Il nostro silenzio che segno ha? Questo nostro silenzio è anche legato al fatto che la guerra ha stracciato pezzo per pezzo i percorsi, le parzialità… perché noi abbiamo analizzato anche gli elementi parziali, le esperienze parziali… tutto quello che noi abbiamo valorizzato è strappato pezzo a pezzo da questa guerra.

Quando sono tornata dopo aver vissuto in Oriente, avevo una grande difficoltà a interagire con il nostro modo di fare politica, tutti mi parevano agitarsi in un contesto limitato, prigionieri di una prospettiva riduttiva, di vecchi rancori. Gli aerei scagliati contro le due torri per me sono stati anche questo, una conferma: ecco, l'altrove esiste, guardatelo, guardateci.

Secondo me, la chiave fondamentale è la condivisione - il corpo apolide della donna - e il multiculturale. Soprattutto da quando c'è la guerra mi sembra di aver capito che il multiculturale è la chiave. Però non è una chiave di discorso astratta, è una chiave da prendere nella sua materialità… che poi è la quotidianità.

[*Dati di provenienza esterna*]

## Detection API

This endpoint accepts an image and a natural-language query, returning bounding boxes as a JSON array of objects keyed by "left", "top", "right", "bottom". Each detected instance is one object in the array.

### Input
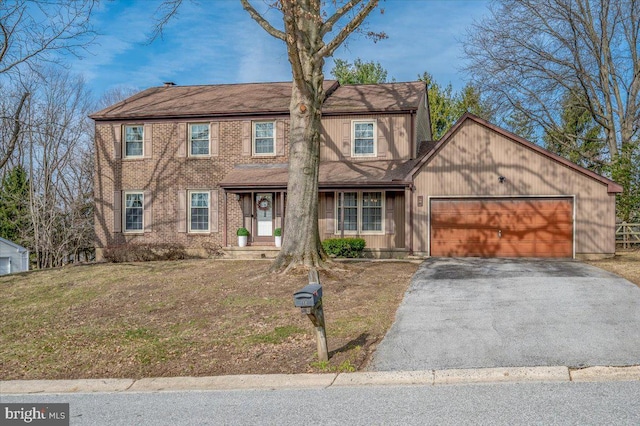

"Materialità" nel senso che noi stesse, veramente, diventiamo multiculturali. Già l'ho detto più di una volta, ma oggi sento quest'esigenza fortissima. Trovare ogni occasione non dico per fonderci ma per scambiarci "pezzi di materia", perché allora possiamo rifondare tutti i nostri pensieri. Probabilmente anche il discorso femminista non riesce ad assumere altri discorsi, altri modi, davvero alternativi, risolutivi. È vero che siamo state portatrici di una rivoluzione non violenta, perché i costumi e alcuni rapporti li abbiamo cambiati. Ma abbiamo anche portato acqua alla civiltà occidentale. Alla fine, infatti, resta questo: "loro" sono più civili di "noi", anche grazie a come abbiamo agito noi. E infatti Bush si spaventa per il burka.

Vi ricordate quando abbiamo pensato a questo lavoro comune? Ne abbiamo discusso, ci sono stati prima gli entusiasmi e poi i ripensamenti, la paura di mancare di concretezza, la paura di "parlarsi addosso"…

E invece riscopriamo una pratica, come si dice. Da cui cominciare. E cominciamo da qui, allora. Dallo scrivere e dal non firmare con un nome e un cognome. Per non avere un'unica etichettatura e per avere, invece, un'unica voce, indistinguibile. Da questo processo faticoso e contraddittorio, emerge un primo dato concreto: alcune pagine condivise e comuni, da mettere in comune. Materiali, multiculturali.